Venendo al versante musicale dello spettacolo notiamo come, in un lavoro come l’Orfeo, non sarebbe appropriato analizzare le voci unicamente sulla base dei consueti parametri: l’attenzione deve qui concentrarsi non tanto su estensioni, volumi o bellezze di suono, ma principalmente sulla capacità del cantante nel dare risalto e plasticità alla parola, alla sensibilità per un canto – riprendendo le parole di Lorenzo Bianconi – che “esalta la parola e nel contempo si abbassa verso di essa”. Ciò posto, è stata sensazionale la prova di Mauro Borgioni nel ruolo del protagonista. Il baritono perugino, oltre alle indubbie qualità e virtù vocali, ha acutamente tratteggiato una crescita nella consapevolezza del personaggio: dal carattere gigionesco e ingenuamente spensierato il cantore è progressivamente passato, nel momento del confronto con la morte, ad una maturità e ad una determinazione che gli consentiranno di affrontare l’oltretomba. La straordinaria forza vocale di Borgioni ha saputo trovare la giusta intonazione per tratteggiare la spontanea e palpitante passionalità del protagonista nel momento delle agognate nozze con l’amata Euridice e successivamente la fermezza battagliera durante il viaggio nell’Ade.

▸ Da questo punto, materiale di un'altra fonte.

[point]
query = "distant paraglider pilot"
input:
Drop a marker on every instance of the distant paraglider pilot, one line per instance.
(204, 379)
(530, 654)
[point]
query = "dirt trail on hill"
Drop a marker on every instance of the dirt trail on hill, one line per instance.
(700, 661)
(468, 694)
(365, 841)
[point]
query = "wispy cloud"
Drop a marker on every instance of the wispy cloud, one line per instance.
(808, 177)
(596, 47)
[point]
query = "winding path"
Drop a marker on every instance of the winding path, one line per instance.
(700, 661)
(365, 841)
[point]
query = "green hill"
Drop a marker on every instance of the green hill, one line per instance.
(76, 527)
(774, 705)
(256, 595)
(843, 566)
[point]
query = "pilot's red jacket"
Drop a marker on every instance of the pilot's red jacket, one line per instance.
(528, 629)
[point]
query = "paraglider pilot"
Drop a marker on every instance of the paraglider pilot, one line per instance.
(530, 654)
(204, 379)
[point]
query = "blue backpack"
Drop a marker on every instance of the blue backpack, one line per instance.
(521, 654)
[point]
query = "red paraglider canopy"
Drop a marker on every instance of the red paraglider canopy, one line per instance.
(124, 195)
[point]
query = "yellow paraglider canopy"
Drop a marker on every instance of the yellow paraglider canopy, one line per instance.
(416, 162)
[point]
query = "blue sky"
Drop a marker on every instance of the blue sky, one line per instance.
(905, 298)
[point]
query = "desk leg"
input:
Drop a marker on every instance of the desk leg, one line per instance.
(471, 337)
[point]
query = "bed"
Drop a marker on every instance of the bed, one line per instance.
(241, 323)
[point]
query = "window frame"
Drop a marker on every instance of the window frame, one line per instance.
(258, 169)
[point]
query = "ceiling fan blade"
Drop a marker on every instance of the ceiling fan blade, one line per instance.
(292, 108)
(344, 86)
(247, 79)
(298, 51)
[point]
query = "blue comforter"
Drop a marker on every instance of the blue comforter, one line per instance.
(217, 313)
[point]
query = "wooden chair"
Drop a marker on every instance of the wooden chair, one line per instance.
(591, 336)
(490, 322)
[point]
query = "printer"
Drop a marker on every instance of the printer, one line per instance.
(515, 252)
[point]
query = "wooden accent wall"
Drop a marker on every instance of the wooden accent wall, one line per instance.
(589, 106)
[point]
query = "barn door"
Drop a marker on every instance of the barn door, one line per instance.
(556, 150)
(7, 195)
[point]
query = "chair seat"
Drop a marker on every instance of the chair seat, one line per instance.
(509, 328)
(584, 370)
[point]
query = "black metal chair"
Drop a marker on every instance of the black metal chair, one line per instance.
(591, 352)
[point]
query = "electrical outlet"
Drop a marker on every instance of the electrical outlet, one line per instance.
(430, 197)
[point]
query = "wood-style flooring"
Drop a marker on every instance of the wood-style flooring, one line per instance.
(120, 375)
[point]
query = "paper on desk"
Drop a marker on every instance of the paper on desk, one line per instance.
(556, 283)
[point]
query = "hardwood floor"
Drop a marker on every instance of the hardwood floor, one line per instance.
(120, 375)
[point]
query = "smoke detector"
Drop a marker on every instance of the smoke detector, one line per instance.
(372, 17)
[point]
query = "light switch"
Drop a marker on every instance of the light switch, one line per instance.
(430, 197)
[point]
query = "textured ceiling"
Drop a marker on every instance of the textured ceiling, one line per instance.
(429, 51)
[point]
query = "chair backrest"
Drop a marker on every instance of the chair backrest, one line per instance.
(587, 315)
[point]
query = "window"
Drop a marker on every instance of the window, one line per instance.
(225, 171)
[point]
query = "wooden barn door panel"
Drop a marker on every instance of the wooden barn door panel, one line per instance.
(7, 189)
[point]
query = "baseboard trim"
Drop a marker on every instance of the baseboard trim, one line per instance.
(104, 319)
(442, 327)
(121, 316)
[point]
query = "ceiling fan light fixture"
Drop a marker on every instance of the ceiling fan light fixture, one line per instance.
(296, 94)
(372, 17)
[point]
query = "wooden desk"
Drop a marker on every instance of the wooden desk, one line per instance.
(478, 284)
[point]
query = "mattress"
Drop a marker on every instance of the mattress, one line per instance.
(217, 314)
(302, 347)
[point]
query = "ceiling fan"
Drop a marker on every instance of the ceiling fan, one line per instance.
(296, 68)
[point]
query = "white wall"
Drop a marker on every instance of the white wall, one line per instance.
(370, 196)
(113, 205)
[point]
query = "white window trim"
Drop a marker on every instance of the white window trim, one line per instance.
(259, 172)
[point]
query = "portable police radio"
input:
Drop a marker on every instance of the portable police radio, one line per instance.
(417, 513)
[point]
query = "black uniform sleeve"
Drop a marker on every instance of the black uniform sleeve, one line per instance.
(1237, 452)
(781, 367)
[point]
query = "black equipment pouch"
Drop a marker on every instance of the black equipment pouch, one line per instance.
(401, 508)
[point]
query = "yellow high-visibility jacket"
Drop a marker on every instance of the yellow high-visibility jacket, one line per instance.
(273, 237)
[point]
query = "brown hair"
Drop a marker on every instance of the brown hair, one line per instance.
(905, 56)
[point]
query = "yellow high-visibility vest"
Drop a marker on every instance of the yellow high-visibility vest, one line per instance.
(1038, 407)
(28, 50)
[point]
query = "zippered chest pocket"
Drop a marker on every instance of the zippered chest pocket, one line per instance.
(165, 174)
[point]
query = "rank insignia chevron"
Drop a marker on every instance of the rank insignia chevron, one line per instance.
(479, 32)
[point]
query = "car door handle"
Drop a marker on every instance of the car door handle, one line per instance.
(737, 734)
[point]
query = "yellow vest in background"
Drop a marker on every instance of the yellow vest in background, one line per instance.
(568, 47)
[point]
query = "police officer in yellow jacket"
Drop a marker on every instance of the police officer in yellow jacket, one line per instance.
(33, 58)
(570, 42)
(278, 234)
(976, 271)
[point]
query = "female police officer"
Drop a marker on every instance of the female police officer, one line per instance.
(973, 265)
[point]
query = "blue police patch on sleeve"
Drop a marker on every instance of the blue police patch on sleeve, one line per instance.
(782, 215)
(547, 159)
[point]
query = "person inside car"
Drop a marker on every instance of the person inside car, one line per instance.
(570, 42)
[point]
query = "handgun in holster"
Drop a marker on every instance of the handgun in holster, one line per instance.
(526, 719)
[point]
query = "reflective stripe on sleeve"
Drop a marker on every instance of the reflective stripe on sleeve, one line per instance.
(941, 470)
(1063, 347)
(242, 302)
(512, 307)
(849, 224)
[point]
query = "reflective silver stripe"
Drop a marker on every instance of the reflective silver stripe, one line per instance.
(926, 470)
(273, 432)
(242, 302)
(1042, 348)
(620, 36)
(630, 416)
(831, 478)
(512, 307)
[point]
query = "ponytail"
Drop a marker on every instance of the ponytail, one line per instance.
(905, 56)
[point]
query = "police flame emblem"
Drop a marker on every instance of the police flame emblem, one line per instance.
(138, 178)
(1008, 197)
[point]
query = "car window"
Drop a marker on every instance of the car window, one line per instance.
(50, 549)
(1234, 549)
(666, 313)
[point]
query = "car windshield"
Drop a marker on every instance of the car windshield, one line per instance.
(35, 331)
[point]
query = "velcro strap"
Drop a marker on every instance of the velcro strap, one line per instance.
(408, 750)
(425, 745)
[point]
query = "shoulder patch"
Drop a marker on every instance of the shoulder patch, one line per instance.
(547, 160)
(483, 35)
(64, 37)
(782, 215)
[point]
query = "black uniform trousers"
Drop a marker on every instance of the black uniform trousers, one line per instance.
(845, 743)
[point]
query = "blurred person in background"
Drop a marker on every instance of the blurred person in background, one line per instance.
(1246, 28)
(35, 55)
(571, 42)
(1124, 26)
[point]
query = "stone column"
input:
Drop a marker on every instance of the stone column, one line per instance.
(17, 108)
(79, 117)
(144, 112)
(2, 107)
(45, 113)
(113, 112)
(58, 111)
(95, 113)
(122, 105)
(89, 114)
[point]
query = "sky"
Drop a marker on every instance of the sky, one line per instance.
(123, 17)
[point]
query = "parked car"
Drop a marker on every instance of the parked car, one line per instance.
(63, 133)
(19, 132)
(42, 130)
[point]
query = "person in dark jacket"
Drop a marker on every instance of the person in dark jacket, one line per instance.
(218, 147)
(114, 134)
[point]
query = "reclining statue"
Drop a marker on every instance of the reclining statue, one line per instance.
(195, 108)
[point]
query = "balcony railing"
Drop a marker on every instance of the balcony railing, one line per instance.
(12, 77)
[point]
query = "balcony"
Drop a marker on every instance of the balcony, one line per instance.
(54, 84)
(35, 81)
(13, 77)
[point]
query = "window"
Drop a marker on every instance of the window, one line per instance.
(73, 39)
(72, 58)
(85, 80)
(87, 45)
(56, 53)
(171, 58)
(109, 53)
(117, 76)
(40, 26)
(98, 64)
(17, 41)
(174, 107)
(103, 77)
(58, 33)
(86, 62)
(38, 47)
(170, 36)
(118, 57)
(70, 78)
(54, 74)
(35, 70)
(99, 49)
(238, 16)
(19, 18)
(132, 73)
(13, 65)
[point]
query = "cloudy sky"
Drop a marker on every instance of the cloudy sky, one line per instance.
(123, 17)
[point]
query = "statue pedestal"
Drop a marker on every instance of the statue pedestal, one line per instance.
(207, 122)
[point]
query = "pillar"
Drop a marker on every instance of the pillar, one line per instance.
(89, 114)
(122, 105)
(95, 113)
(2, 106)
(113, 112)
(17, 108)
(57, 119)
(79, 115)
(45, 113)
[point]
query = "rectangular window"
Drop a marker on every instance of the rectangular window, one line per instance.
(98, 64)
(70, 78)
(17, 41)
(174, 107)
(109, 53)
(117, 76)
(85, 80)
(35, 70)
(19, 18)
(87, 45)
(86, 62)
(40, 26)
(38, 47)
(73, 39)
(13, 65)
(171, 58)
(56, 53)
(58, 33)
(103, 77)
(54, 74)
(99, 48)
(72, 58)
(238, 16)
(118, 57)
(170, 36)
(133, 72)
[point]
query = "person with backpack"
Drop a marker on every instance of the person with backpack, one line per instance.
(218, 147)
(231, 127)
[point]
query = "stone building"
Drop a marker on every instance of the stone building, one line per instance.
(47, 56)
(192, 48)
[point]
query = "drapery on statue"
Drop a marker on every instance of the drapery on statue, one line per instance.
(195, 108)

Il cantante ha poi saputo magnificamente cogliere le differenziazioni stilistiche che Monteverdi ha riservato al protagonista: il canto spiegato e radioso di “Rosa del ciel”, la saltellante giocosità di “Vi ricorda o boschi ombrosi”, la vigorosità incantatoria dei ghirigori vocali di “Possente spirto e formidabil nume”, l’incisiva evanescenza in “Bella Euridice”, la vibrante assertività di intonazione di “Orfeo sono io”.
Tutte pienamene convincenti le voci che hanno fatto da contorno al protagonista: Roberta Invernizzi (Musica e Proserpina) straordinaria nella soavità del canto e nella sua sensibilità di restituire tutto il significato di ogni singola parola, la limpida ma un po’ diafana Euridice di Francesca Boncompagni, Monica Bacelli magnifica per potenza musicale e teatrale nel doppio impegno della Messaggera e della Speranza, le potenti voci gravi di Luigi De Donato (Caronte) e Luca Tittoto (Plutone), il radioso Fernando Guimarães (Apollo e Primo pastore), la splendente Leslie Visco (Ninfa), gli impeccabili Joshua Sanders (Eco), Luca Cervoni (Secondo pastore), Marta Fumagalli (Terzo pastore) e Davide Motta Fré (Quarto pastore).
Al termine dello spettacolo unanime e caloroso apprezzamento da parte del pubblico.